República de Colombia Corte Suprema de Justicia Revisión N° 44801 Justo Gil Zuñiga Labrador CORTE SUPREMA DE JUSTICIA SALA DE CASACIÓN PENAL FERNANDO ALBERTO CASTRO CABALLERO Magistrado ponente Radicación No. 44801 AP906-2015 (Aprobado Acta No. 077) Bogotá, D.C., veinticinco (25) de febrero de dos mil quince (2015). VISTOS: Se pronuncia la Sala en relación con la admisibilidad de la demanda de revisión presentada por el condenado JUSTO GIL ZUÑIGA LABRADOR contra la sentencia emitida el 18 de enero de 2001por el Tribunal Superior de Bogotá, mediante la cual confirmó el fallo de primer grado proferido el 16 de diciembre de 1999 por el Juzgado Tercero Penal del Circuito Especializado de la misma ciudad, a través del cual fue declarado coautor del homicidio agravado de MANUEL CEPEDA VARGAS, Senador de la República.

HECHOS: Fueron definidos por los juzgadores de la siguiente manera: El 9 de agosto de 1994, entre las 8 y 9 de la mañana, el Senador de la República por la “Unión Patriótica” MANUEL CEPEDA VARGAS se movilizaba por la avenida de las Américas de esta capital con destino a las instalaciones del Congreso, en un vehículo campero de su propiedad conducido por EDUARDO FIERRO PALOMA y en compañía del escolta LUIS ALFONSO MORALES AGUIRRE, cuando, a la altura de la carrera 74, uno de varios sujetos que se desplazaban en un automóvil marca Renault 9 brío, de color blanco, le propinó un disparo de arma de fuego en su cabeza que le causó la muerte de manera instantánea, ante lo cual el escolta MORALES AGUIRRE reaccionó disparando toda la carga del revólver que portaba contra el automotor de los agresores, quienes huyeron del lugar y minutos después dejaron abandonado el Renault 9 en la avenida Boyacá con carrera 72, (sic) en el cual se halló una pistola marca “Walther”, modelo P-38, calibre 9 mm, largo, con número 43956, un proveedor con 6 cartuchos y una vainilla percutida.

En el lugar donde se produjo el atentado fueron halladas en la vía pública otras dos vainillas. ACTUACIÓN PROCESAL: En pretérita oportunidad fue reseñada por la Corte de la siguiente manera: 1. Con base en el acta de inspección de cadáver a cargo de la Fiscalía 10ª adscrita a la Unidad de Reacción Inmediata de Bogotá y las primeras pruebas recaudadas con posterioridad al crimen, con resolución del 9 de agosto de 1994, una Fiscalía Regional de la misma ciudad dispuso adelantar investigación previa.

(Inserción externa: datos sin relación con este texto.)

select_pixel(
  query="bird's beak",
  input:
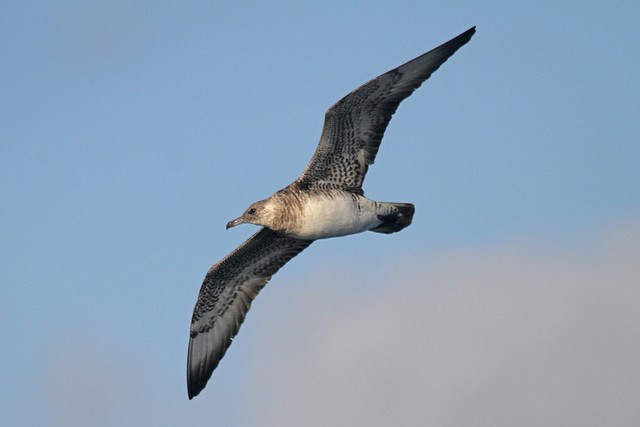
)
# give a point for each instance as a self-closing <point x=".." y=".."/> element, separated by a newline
<point x="235" y="222"/>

(Folio 8 cdno. 1) (…) 17. La Dirección Nacional de Investigaciones Especiales de la Procuraduría General de la Nación, remitió con destino a este expediente copia del “informe evaluativo final” de la averiguación preliminar disciplinaria por el homicidio del senador Manuel Cepeda Vargas, donde trataba de esclarecer, entre otras cosas, si fue adecuada la reacción de la Policía Nacional inmediatamente después de ocurrido el crimen.

(Folios 169 y ss. Cdno. 8) Lo importante de ese documento es que explica que el ciudadano Elcías Muñoz Vargas, informante de la Novena Brigada del Ejército Nacional, desde su lugar de reclusión, donde purga condena por los delitos de homicidio y secuestro, envió a la Procuraduría General de la Nación un escrito donde sindica a dos sargentos del Ejército Nacional, adscritos al Batallón Tenerife con sede en Neiva, de haber participado en calidad de autores materiales en el homicidio del senador Cepeda Vargas.

Se trata de los sargentos HERNANDO MEDINA CAMACHO y JUSTO GIL ZÚÑIGA LABRADOR, quienes, según Elcías Muñoz Vargas, cometieron el crimen mientras adelantaban un curso de ascenso en la Escuela de Artillería ubicada en Bogotá; y luego de hacerlo viajaron a Neiva, donde en una tertulia, consumiendo licor, le relataron tal acontecimiento. (Folio 179 cdno. 8) Se abrió así, por primera vez, la hipótesis según la cual los suboficiales estarían involucrados en el crimen. 18.

El 6 de agosto de 1996, la Fiscalía Regional de la Unidad Antiterrorismo dispuso vincular mediante indagatoria a los sargentos JUSTO GIL ZÚÑIGA LABRADOR y HERNANDO MEDINA CAMACHO, quienes ya estaban privados de la libertad en el Batallón de Artillería Tenerife en la ciudad de Neiva, por unos hechos diferentes relacionados con la masacre de 12 personas.

(Folio 330 cdno. 8) (…) 25. Al calificar el mérito del sumario, el Fiscal Delegado ante la Unidad Nacional de Derechos Humanos, el 20 de octubre de 1997, profirió resolución de acusación en contra de CARLOS CASTAÑO GIL, en calidad de autor intelectual; y en contra de los sargentos HERNANDO MEDINA CAMACHO y JUSTO GIL ZÚÑIGA LABRADOR, como coautores materiales; por el delito de homicidio agravado previsto en los artículos 323 y 324 numeral 8° (en persona de un dirigente político) del Código Penal, Decreto 100 de 1980, modificado por la Ley 40 de 1993.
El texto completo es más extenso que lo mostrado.